In the meantime, I settled down on the little velvet-covered bench in the changing cubicle with my robe about me, to listen for the squeak of her rubber-soled shoes on the polished boards. I wanted to speak to her but not enough to brave the heat again. I tucked my feet up and made myself very comfortable, except for a faint rumbling in my middle.

The next thing I knew, I started awake at the sound of a cubicle door banging next to me. My neck, its fictitious crick well cured by Regina only that morning, was actually cricked now and made a horrid clicking sound as I stretched it. I was just about to stand and unknot my back and legs too when I became aware of a whispered conversation drifting over the top of the cubicle wall.

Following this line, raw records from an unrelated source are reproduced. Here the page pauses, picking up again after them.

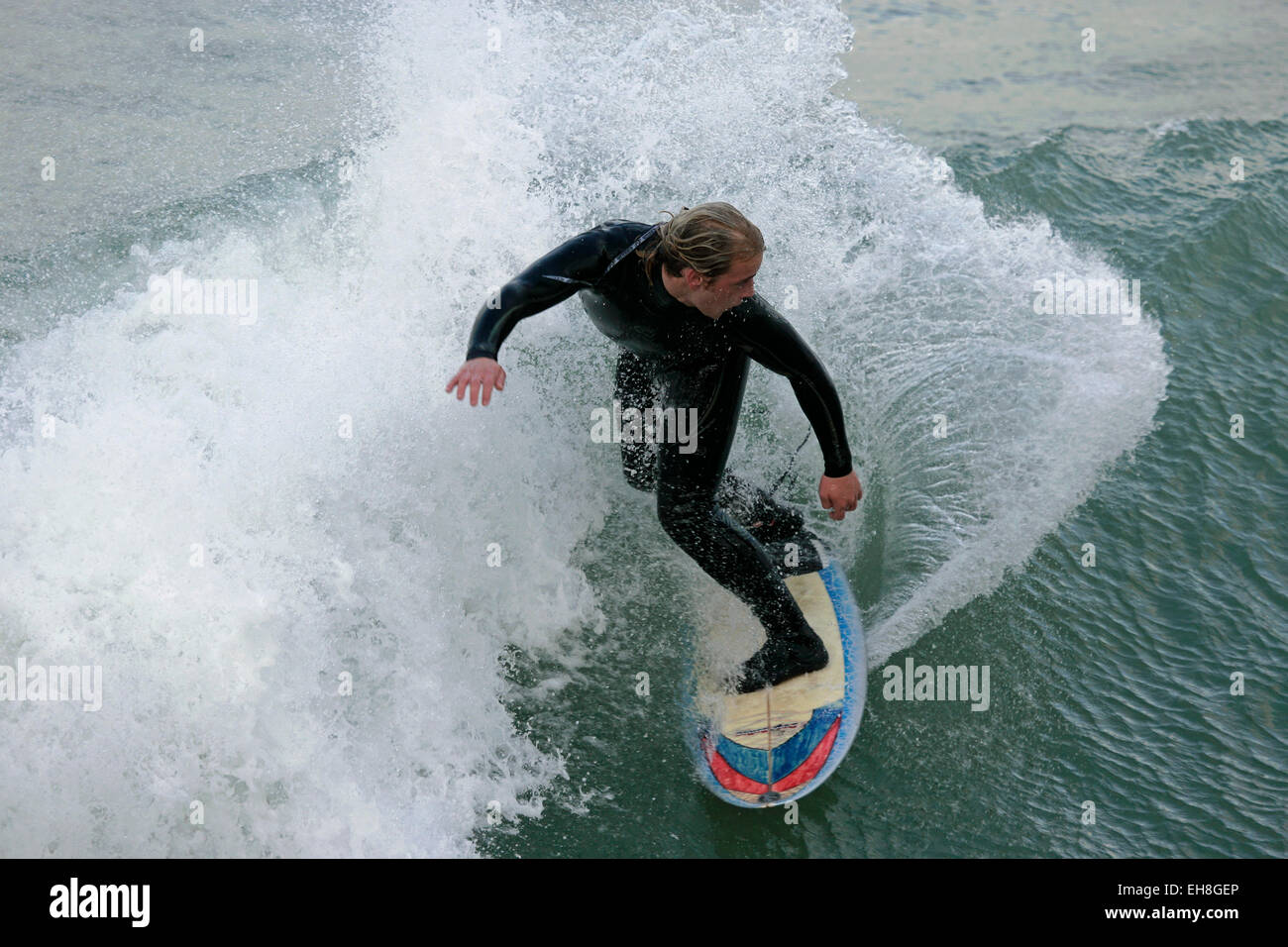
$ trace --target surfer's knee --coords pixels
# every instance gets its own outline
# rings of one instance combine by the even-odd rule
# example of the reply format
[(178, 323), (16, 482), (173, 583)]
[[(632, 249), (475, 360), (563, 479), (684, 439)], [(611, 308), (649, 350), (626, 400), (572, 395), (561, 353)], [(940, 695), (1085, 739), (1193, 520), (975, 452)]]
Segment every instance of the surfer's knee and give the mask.
[(711, 502), (694, 502), (689, 499), (668, 496), (666, 491), (658, 492), (657, 522), (662, 524), (666, 535), (679, 545), (692, 541), (711, 521)]

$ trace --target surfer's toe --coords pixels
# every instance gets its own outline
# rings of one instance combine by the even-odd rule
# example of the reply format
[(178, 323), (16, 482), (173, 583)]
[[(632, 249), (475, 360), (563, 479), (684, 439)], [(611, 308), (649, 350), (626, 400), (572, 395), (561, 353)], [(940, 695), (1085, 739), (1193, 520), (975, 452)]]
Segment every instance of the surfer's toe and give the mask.
[(760, 651), (747, 658), (738, 693), (751, 693), (766, 687), (777, 687), (784, 680), (827, 667), (827, 646), (813, 631), (809, 636), (765, 642)]

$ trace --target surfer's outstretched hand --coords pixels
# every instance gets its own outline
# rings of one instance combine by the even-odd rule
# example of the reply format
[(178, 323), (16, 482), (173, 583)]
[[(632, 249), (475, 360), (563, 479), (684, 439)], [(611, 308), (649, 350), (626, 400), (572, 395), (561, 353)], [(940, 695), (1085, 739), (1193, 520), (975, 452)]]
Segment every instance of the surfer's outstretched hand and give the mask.
[(863, 499), (859, 474), (850, 470), (845, 477), (823, 477), (818, 482), (818, 499), (824, 510), (832, 510), (828, 514), (832, 519), (845, 519), (845, 514), (858, 509)]
[(465, 390), (470, 392), (470, 405), (479, 403), (479, 389), (483, 389), (483, 403), (492, 403), (492, 389), (498, 392), (505, 390), (505, 368), (495, 358), (471, 358), (461, 370), (452, 375), (452, 380), (447, 383), (447, 390), (451, 392), (453, 387), (456, 388), (456, 399), (461, 401), (465, 398)]

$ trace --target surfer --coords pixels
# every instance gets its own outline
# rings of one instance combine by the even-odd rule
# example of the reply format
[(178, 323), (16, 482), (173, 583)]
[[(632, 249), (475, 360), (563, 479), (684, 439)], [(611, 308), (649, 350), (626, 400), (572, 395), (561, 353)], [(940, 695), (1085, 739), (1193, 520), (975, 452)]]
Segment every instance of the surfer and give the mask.
[[(670, 211), (667, 211), (670, 213)], [(657, 492), (662, 528), (764, 625), (739, 693), (827, 666), (827, 648), (801, 613), (764, 542), (796, 536), (804, 517), (725, 472), (748, 359), (791, 380), (823, 448), (818, 496), (844, 519), (863, 496), (850, 461), (841, 402), (827, 370), (753, 280), (760, 229), (721, 201), (684, 207), (659, 224), (609, 220), (531, 264), (479, 311), (465, 365), (447, 383), (457, 401), (488, 405), (505, 389), (501, 343), (519, 322), (580, 292), (595, 326), (621, 347), (616, 397), (676, 414), (697, 408), (697, 448), (622, 439), (631, 486)], [(650, 438), (652, 441), (652, 438)], [(730, 515), (732, 514), (732, 515)]]

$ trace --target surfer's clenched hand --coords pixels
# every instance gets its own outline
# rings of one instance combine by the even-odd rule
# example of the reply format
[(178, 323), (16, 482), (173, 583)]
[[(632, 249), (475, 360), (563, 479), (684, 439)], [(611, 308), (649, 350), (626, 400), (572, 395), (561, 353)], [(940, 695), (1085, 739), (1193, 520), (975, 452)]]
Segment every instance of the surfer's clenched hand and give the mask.
[(853, 513), (863, 499), (863, 484), (854, 470), (845, 477), (823, 477), (818, 482), (818, 499), (824, 510), (832, 510), (828, 515), (832, 519), (845, 519), (846, 513)]
[(492, 389), (496, 388), (498, 392), (505, 390), (505, 368), (495, 358), (471, 358), (461, 370), (452, 375), (452, 380), (447, 383), (447, 390), (451, 392), (455, 385), (460, 385), (456, 389), (456, 399), (461, 401), (465, 397), (465, 389), (470, 392), (470, 405), (479, 403), (479, 389), (483, 389), (483, 403), (492, 403)]

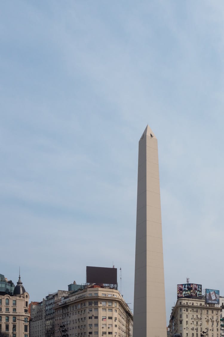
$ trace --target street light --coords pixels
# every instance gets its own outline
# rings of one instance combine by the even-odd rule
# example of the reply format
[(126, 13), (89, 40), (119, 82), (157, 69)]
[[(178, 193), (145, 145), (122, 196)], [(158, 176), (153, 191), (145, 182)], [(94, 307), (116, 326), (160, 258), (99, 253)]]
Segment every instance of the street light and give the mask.
[(61, 333), (62, 337), (69, 337), (68, 334), (67, 333), (67, 329), (65, 327), (65, 326), (64, 324), (63, 325), (60, 326), (59, 331)]

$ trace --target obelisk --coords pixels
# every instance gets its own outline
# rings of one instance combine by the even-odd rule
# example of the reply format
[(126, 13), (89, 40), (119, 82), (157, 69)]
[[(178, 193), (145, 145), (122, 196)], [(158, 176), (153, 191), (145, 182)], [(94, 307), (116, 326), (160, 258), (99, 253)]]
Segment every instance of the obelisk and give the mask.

‘Two women, a mother and daughter, Peggy and Lizzie. That’s what she said to me. And that’s what brought me.’

‘They’re common enough names,’ came the reply.

‘And then what I heard myself, you will not believe when I tell you.’

‘Heard from where?’

‘Someone who rang up the offices looking for guidance. Rang up after I’d come down here and they passed it along. He didn’t know what he was saying at all. Hadn’t a clue.’

‘And what was it?’

‘An old woman and a blind child.’ There was a gasp and then a long silence.

‘Truly? A blind child?’

‘A wee boy. And his grandmother.’ This brought another gasp. ‘Both very troubled, a lot of turbulence, a lot of excitement.’

‘Peggy and Lizzie and an old woman and a blind child.’ Her voice had a tone of awe about it now. ‘And how many more?’

‘Ah,’ said the voice. ‘That’s the question. How many more? Eleven or thirteen? Who’s to say?’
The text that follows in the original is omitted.